Kelly, 58, continued by saying he is “working on getting out and getting back to getting back to what it is God” gave him his talents for. He added that he is “using patience as a tactic.”
The podcasting duo told TMZ that they scored the Kelly interview totally by accident. They were interviewing a different inmate who mentioned Kelly was in the same prison, and he managed to get him on the line.
April and Patricia say they were comfortable going forward with the interview because they didn’t discuss his case at all — he’s under a gag rule while he appeals his conviction on multiple charges, including force labor, sexual exploitation of minor, and Mann Act violations.
As Patricia put it, “We’re just 2 individuals who are able to separate the art from the artist.”
They say they’ve had mixed responses to the podcast, which they expected, considering many people have considered Kelly fully canceled since his conviction — but still, they told us … “When R. Kelly calls, you answer.”
The podcasters point out, working on prison reform is why they launched their podcast, and normally they speak to non-famous inmates … mainly about prison conditions, and not details of their convictions.

R. Kelly Said He Suffers from a Generational Curse
In one of the most revealing interviews ever in GQ, Kelly shared where his warped behavior might come from. The R&B superstar R. Kelly peeled back the curtain and delivered a detailed, and sometimes disturbing, account of his journey to stardom, his setbacks, and where he’s headed in the future.
In the interview, he confirms excerpts from his 2013 book, Soulacoaster: The Diary of Me, where he describes a number of premature sexual experiences, including an approach by a trusted family friend, a man, who he says tried to persuade Kelly to masturbate him for money, which Kelly says he rebuffed. “It was a crazy weird experience. But not a full-blown experience, because it didn’t go down. Contact sexual—no. A visual—absolutely. A visual from him showing me his penis and all that stuff.”
He then describes the full-blown sexual abuse that lasted for several years, from age seven until Kelly was nearly 15. It was at the hands of, as Kelly describes, a female family member. It started one day when Kelly fell asleep in front of the TV and was awakened from “a crazy dream about Three’s Company” to find a woman playing with him:
“I tried to push her away, but she wouldn’t stop until she was finished. When she was, she said, “You better not say shit to no one or else you gonna get a terrible whupping.”
“I remember it feeling weird,” Kelly recounts. “I remember feeling ashamed. I remember closing my eyes or keeping my hands over my eyes. I remember those things, but couldn’t judge it one way or the other fully. Over time, I remember actually, after a couple of years, looking forward to it sometimes. You know, acting like I didn’t, but did.”
“It became a regular thing. Every other day, every other week.”
According to sexual abuse watchdog organizations, no two sexual predators think and act alike. Sexual perpetrators may be motivated by:
- A sense of excitement and satisfaction in grooming and manipulating not only the child they’re abusing, but even in deceiving the parents and community at large.

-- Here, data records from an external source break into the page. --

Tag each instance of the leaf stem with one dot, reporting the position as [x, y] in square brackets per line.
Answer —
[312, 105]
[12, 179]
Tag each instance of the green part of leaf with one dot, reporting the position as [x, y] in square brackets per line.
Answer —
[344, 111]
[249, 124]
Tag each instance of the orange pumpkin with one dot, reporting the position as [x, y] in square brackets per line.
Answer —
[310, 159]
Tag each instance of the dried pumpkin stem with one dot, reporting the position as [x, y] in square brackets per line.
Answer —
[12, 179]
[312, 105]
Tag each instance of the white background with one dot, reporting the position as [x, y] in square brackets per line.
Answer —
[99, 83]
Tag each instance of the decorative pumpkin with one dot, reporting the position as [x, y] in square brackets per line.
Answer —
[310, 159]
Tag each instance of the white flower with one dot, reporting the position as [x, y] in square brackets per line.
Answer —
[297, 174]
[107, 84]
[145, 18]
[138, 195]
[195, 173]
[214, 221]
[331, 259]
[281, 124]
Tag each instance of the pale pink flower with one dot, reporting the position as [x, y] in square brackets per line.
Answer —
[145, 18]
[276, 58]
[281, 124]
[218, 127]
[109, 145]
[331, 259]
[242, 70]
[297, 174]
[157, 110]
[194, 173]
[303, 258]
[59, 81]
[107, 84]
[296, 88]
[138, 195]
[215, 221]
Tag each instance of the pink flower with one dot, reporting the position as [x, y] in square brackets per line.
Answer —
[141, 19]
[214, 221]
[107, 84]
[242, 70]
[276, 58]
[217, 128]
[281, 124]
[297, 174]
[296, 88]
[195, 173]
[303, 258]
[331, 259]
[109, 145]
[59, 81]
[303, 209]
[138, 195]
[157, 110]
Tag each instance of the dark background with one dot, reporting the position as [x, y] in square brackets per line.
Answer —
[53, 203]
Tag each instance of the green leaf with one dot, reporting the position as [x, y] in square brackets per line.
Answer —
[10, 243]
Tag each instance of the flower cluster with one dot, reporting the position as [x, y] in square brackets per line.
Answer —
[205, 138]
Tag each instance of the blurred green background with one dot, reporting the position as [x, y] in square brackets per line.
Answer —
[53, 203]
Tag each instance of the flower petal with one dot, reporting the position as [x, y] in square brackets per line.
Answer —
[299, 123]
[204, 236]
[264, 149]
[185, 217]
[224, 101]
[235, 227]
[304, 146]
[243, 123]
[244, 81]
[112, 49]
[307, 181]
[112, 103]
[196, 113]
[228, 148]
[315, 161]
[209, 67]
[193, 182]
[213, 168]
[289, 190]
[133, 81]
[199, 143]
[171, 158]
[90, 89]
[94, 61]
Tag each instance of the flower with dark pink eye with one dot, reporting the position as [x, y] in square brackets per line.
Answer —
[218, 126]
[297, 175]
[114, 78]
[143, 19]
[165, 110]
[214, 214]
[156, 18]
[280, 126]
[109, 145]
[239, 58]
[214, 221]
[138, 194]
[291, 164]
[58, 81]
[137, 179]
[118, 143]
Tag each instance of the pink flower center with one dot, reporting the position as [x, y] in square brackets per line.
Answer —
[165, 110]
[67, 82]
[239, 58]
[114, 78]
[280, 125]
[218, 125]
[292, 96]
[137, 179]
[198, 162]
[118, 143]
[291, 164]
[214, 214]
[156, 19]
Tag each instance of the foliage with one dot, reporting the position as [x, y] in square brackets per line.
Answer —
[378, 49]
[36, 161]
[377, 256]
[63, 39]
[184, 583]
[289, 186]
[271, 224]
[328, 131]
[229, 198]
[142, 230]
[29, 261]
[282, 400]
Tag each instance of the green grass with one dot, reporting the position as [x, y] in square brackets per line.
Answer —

- Low self-esteem, stress, or unmet emotional needs for intimacy & affection and use sexual gratification with a child as a means of coping with it. They may acknowledge that their behavior is wrong, and may even stop if the child resists, but if the abuse continues they may rationalize their behavior and minimize the abusive nature of their actions.
- An unchecked sense of entitlement – that they are above others and have a “right” to do what they want without reproach and seek to dominate others.
- Sexual deviancy – a desire to explore a variety of sexual experiences and may exhibit an addiction to sex & pornography.
- Social Isolation – some offenders are considered eccentric, awkward loners, that don’t socialize well with others and may exhibit what many would consider abnormal behavior. Such offenders may choose to sexually abuse children because they are less-threatening than their peers.
“It teaches you to definitely be sexual earlier than you should have, than you’re supposed to,” admits Kelly. “You know, no different than putting a loaded gun in a kid’s hand—he gonna grow up being a shooter, probably. I think it affects you tremendously when that happens at an early age. To be more hornier. Your hormones are up more than they would normally be. Mine was.”
When asked if he forgives his abuser, R. Kelly says:
“I, well, definitely forgive them. As I’m older, I look at it and I know that it had to be not just about me and them, but them and somebody older than them when they were younger, and whatever happened to them when they were younger. I looked at it as if there was a sort of like, I don’t know, a generational curse, so to speak, going down through the family. Not just started with her doing that to me.”
Kelly is a man who has been convincted of sexual offenses against multiple underage girls, has a catalog of some of the most sexually explicit music, and one who once called himself “the Pied Piper of R&B” (the original children’s story of the fictional Pied Piper would use music to lure children out of their homes into a cave never to be seen again). He explains that he believes the sexual abuse he suffered is something that is passed down from generation to generation so that in each new generation, the victim becomes the perpetrator.
“Well, you know, just like poverty—poverty was a generational curse in my family, too, but I decided that I’m gonna stop that curse. I’m not gonna be broke, like my mom was broke, my uncles were broke, my sisters didn’t have money, my cousins on down. Generational curse doesn’t mean that the curse can’t be broken. Just like having no father, that’s a generational curse. Which is why, when my kids were born, I was Bill Cosby in the house. You know, the good one. You know, let’s be clear there: how we saw Bill Cosby when we were coming up.”